I poniekąd o tym jest ta książka. To obraz artysty niepokornego, zbuntowanego naturszczyka o spracowanych rękach i wiecznie suchej krtani, potrafiącego równie umiejętnie zafałszowywać własny obraz i własną legendę, co choćby pewien pan o nazwisku Robert Zimmerman, którego świat zna, kocha i pamięta pod zgoła innym imieniem – Bob Dylan. Porównanie może wydawać się czynione na wyrost, ale tylko pozornie, bowiem obydwaj skutecznie budowali swój własny mit. Dziś trudno jednoznacznie ustalić wiele faktów – potwierdzić lub obalić ich autentyczność. Obydwu też cechowało zbliżone łaknienie sławy w ujęciu celebryckim, dającym okazję do „istnienia” w odpowiednich kręgach i wynikających z tego okazji do dobrej zabawy, jak to można kolokwialnie ująć. Nie jest – rzecz jasna – Himilsbach polskim Dylanem, ale jednak, na miarę czasów i realiów, w jakich zaistniał, to artysta tyleż spełniony, co nietuzinkowy. Przerysowany, ale równocześnie brutalnie wręcz naturalistyczny. Dopasowany do charakteru czasów, w jakich przyszło mu egzystować.

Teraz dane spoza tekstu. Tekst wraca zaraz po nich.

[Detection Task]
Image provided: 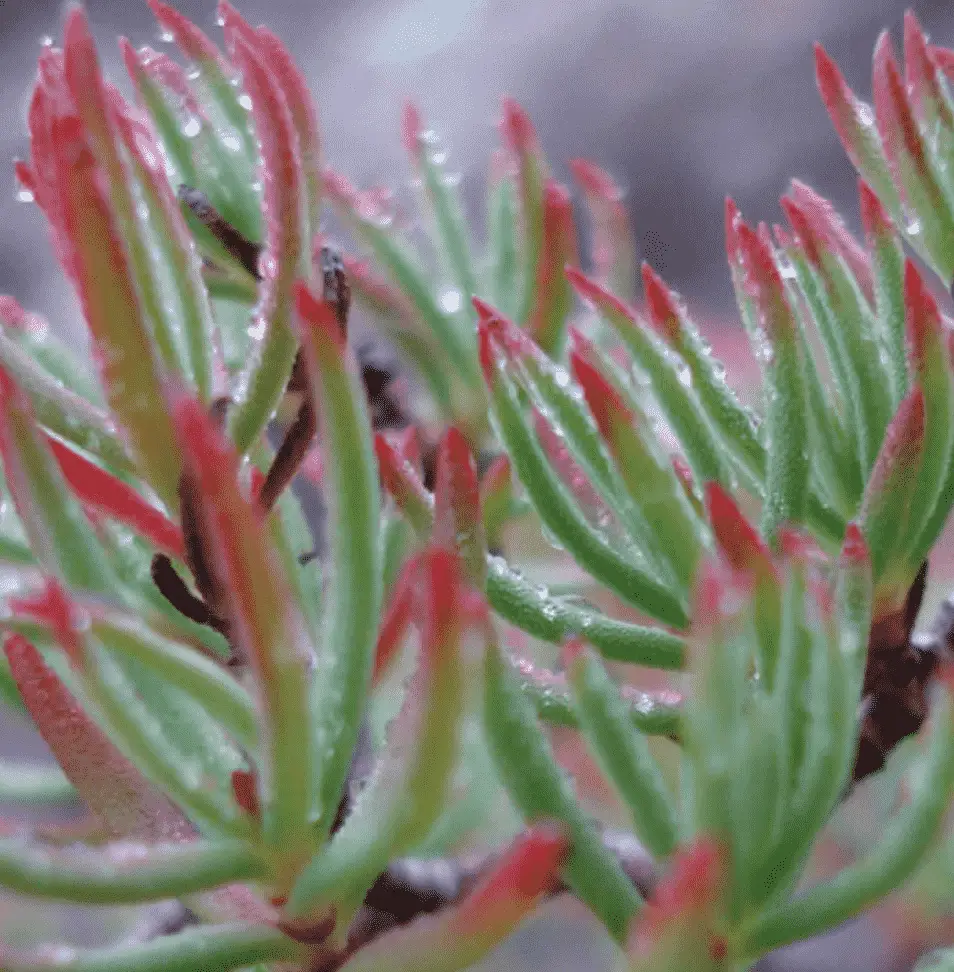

Himilsbach. Ja to chętnie napiłbym się kawy w prosty, przystępny i czytelny sposób syntetyzuje to, co wiemy o artyście, to, co można powiedzieć (i napisać) o nim z całą pewnością, ale też to, co możemy domniemywać na podstawie strzępków informacji, jakie udaje się wyszperać bądź zasłyszeć. Ile jest prawdy w biografii Jana Himilsbacha, a ile konfabulacji i ubarwień uczynionych przez niego samego i towarzyszy jego artystyczno-alkoholowego żywota, to wiedział jedynie sam artysta. Nam pozostaje garść cudownych, słodko-gorzkich anegdot, które zebrane przez Abrahama układają się w obraz wyjątkowy. Bo legendy zawsze żyją wiecznie w opowieściach o nich.